Nous avons aussi conscience que cette option est la plus contraire au choix du Président de la République et au premier vote de l’Assemblée nationale. C’est pourquoi nous proposerons un autre amendement visant à introduire une distinction entre députés et sénateurs en matière de cumuls et laissant l’Assemblée nationale adopter un régime plus restrictif pour les députés, si telle est sa volonté.

Si la France a choisi d’avoir un régime bicaméral, c’est dans l’intérêt d’une discussion parlementaire de qualité, pour élaborer de meilleures lois.

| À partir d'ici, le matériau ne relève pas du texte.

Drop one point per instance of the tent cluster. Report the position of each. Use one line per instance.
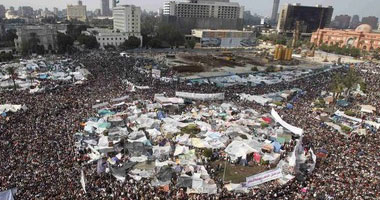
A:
(143, 140)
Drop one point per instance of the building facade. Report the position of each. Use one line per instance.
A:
(105, 8)
(127, 19)
(362, 37)
(107, 37)
(25, 11)
(276, 5)
(372, 21)
(46, 34)
(224, 38)
(341, 22)
(77, 12)
(204, 14)
(311, 18)
(355, 22)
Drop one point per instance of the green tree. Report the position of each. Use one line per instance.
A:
(132, 43)
(64, 42)
(190, 44)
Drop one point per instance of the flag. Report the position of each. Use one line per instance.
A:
(83, 181)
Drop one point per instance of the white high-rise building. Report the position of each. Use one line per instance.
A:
(127, 19)
(222, 9)
(77, 12)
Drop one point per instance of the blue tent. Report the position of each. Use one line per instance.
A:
(289, 106)
(342, 103)
(276, 147)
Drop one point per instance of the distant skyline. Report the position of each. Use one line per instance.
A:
(261, 7)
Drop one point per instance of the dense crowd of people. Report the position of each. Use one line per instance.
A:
(38, 156)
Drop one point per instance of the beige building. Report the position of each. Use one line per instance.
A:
(127, 19)
(77, 12)
(362, 38)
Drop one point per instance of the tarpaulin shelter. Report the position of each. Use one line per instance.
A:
(276, 147)
(342, 103)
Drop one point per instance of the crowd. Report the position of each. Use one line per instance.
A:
(37, 153)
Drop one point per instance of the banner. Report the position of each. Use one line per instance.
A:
(291, 128)
(199, 96)
(263, 177)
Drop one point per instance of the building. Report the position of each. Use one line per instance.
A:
(56, 11)
(362, 37)
(105, 8)
(46, 34)
(204, 14)
(311, 18)
(25, 11)
(107, 37)
(77, 12)
(276, 5)
(127, 19)
(341, 22)
(355, 22)
(114, 3)
(371, 20)
(224, 38)
(2, 11)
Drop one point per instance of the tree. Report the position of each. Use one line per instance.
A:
(89, 42)
(190, 44)
(350, 80)
(132, 43)
(12, 72)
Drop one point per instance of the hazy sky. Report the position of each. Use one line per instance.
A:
(262, 7)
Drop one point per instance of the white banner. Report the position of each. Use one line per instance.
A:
(291, 128)
(199, 96)
(263, 177)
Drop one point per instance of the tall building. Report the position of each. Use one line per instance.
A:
(341, 22)
(276, 5)
(55, 11)
(127, 19)
(77, 12)
(105, 8)
(2, 11)
(46, 34)
(371, 20)
(355, 22)
(204, 14)
(311, 18)
(362, 37)
(114, 3)
(25, 11)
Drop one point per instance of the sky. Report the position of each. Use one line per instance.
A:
(261, 7)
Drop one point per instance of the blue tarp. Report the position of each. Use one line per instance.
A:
(105, 112)
(276, 147)
(289, 106)
(160, 115)
(342, 103)
(43, 76)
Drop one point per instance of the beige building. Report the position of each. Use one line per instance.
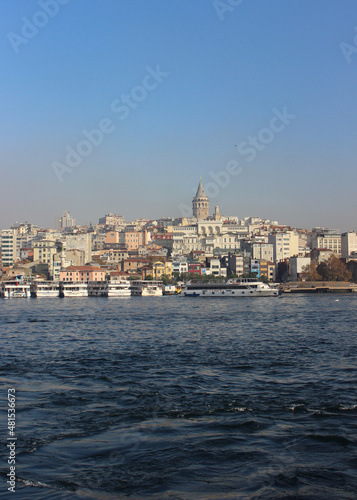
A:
(200, 203)
(80, 242)
(326, 238)
(285, 245)
(348, 244)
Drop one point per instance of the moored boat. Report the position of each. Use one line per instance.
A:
(245, 287)
(79, 289)
(146, 288)
(41, 289)
(119, 288)
(15, 289)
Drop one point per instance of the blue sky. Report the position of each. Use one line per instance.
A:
(226, 75)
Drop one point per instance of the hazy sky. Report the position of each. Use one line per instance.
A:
(179, 89)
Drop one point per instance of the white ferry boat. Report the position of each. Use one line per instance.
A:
(113, 288)
(42, 289)
(119, 288)
(97, 289)
(15, 290)
(245, 287)
(79, 289)
(146, 288)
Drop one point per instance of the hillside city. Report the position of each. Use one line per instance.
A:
(170, 249)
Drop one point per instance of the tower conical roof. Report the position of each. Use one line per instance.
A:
(200, 191)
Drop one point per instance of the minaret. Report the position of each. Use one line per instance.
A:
(200, 203)
(216, 215)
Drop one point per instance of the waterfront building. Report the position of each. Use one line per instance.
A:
(285, 245)
(159, 268)
(180, 266)
(319, 255)
(296, 267)
(259, 250)
(9, 247)
(349, 245)
(82, 274)
(200, 203)
(326, 238)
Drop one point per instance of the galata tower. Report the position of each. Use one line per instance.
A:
(200, 203)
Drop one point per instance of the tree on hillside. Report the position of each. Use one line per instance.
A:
(333, 269)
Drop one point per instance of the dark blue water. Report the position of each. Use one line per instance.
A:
(179, 398)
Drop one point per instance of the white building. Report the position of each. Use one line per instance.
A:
(296, 266)
(348, 244)
(65, 221)
(285, 245)
(80, 242)
(9, 247)
(326, 238)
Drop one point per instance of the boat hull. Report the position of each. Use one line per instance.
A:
(231, 293)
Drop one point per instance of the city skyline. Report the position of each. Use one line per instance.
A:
(132, 103)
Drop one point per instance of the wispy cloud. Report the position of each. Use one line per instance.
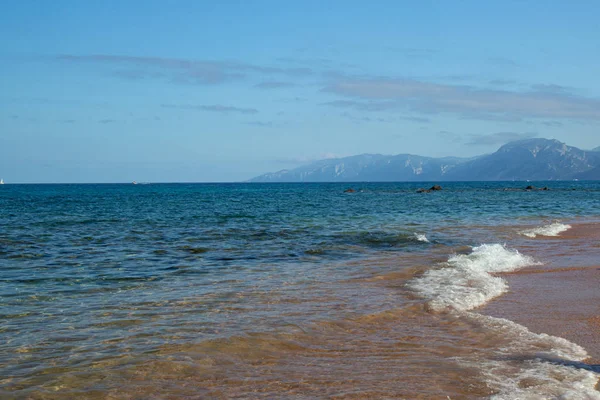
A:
(182, 70)
(498, 138)
(273, 85)
(261, 124)
(212, 108)
(466, 101)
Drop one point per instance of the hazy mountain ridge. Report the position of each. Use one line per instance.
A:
(530, 159)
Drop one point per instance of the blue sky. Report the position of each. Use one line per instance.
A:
(202, 91)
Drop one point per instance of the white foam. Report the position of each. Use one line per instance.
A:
(534, 366)
(465, 281)
(526, 365)
(553, 229)
(421, 237)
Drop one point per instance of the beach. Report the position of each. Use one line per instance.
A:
(299, 291)
(562, 296)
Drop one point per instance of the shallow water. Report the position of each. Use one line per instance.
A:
(260, 290)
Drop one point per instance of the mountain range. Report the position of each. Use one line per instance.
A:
(530, 159)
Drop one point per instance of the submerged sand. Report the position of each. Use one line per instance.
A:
(562, 296)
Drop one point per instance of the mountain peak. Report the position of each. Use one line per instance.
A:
(528, 159)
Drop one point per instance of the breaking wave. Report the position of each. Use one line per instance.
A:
(527, 365)
(553, 229)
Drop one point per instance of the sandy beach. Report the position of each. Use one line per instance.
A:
(561, 297)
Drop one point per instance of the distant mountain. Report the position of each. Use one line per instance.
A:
(367, 167)
(530, 159)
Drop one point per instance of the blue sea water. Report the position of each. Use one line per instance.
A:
(108, 278)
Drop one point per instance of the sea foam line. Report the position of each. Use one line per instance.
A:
(553, 229)
(465, 282)
(532, 366)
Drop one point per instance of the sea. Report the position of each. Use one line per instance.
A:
(281, 291)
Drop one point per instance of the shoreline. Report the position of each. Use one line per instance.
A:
(561, 296)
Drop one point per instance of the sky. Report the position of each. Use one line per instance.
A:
(221, 91)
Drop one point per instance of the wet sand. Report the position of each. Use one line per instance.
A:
(562, 296)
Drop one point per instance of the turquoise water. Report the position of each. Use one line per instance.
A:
(92, 272)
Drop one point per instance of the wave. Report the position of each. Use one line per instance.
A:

C’est aussi parce que, à côté de l’Assemblée nationale représentant directement le peuple, nous avons voulu avoir une assemblée démocratique représentant les territoires au travers de leurs collectivités et aussi, ne les oublions pas, les Français de l’étranger. Le lien entre les sénateurs et les territoires est donc inscrit au cœur de l’identité du Sénat. C’est l’article 24 de la Constitution : « Le Sénat représente les collectivités territoriales de la République » et les Français de l’étranger. Comprenez que nous y soyons viscéralement attachés ! Notre légitimité en dépend. Pleinement parlementaires, nous sommes aussi maires parmi les maires, élus locaux parmi les élus locaux.

Ce qui n’est déjà pas souhaitable pour les députés serait donc inconcevable pour les sénateurs. Le bicamérisme n’est certes pas obligatoire : c’est une organisation constitutionnelle dont on peut débattre. Cependant, il n’a d’intérêt que si l’identité de chaque assemblée et son apport particulier sont respectés.